Твари за завалом вдруг взвыли особенно громко, ликующе. Люди вжали головы в плечи, отступили испугавшись. Кони захрапели, учуяв запах псины и смерти. Даже буйи вздрогнули. Но вот паж госпожи Джалы остался спокоен, словно не осознавал опасности. Только смотрел на Сирела ожидая.

— Помоги магам, — бросил ему наследник, разматывая ножны двойных клинков.

Прятаться ему надоело. Если за завалом эти твари, лучше быть во всеоружии.

Джала неодобрительно взглянула на его пару вороных близнецов, Агон же уважительно хмыкнул.

Тем временем паж и маги возились возле каменной кладки. Их прикрывал отряд горожан, готовый в любой момент атаковать то, что ринется наружу.

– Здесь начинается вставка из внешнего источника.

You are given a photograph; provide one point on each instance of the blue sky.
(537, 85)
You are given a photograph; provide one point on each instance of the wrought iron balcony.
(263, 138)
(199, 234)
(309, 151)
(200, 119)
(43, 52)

Ученики-маги возложили руки на камни завала и взмолились природе. Пот выступил на их лицах, но завал поддавался. Зашевелились валуны, расползаясь у основания, над ними же оплавилась полукруглая арка, удерживающая лавину. Паж выгребал мелкие камни из прохода, а твари за стеной вдруг смолкли.

Когда проход освободился, наступила странная, гнетущая тишина. Твари не спешили выходить, а люди — входить.

— Пробей окно выше арки, — скомандовал Сирел магу земли.

— Зачем? — спросил паж, отряхивая руки.

— Ослепим их, — скупо отчитался наследник.

— Камал, надо входить, — заметила Джала.

— Рано, — прервал её наследник.

Агон недовольно зарычал и бросил в проход камень. Зашипели засевшие там твари обозлившись. А когда на их головы пал солнечный свет, их рычание стало совсем озлобленным.

— Пора, — скомандовал Сирел и первый нырнул в проход. Агон следовал за ним.

В тесном коридоре пещеры тварям некуда было скрыться от разящих воронёных клинков, но там, где коридор становился залом с высоким потолком, засела целая дюжина абаасов. Буйи вошли в пещеру все, из горожан же часть всё-таки струсила. Паж, маги и Джала замыкали отряд.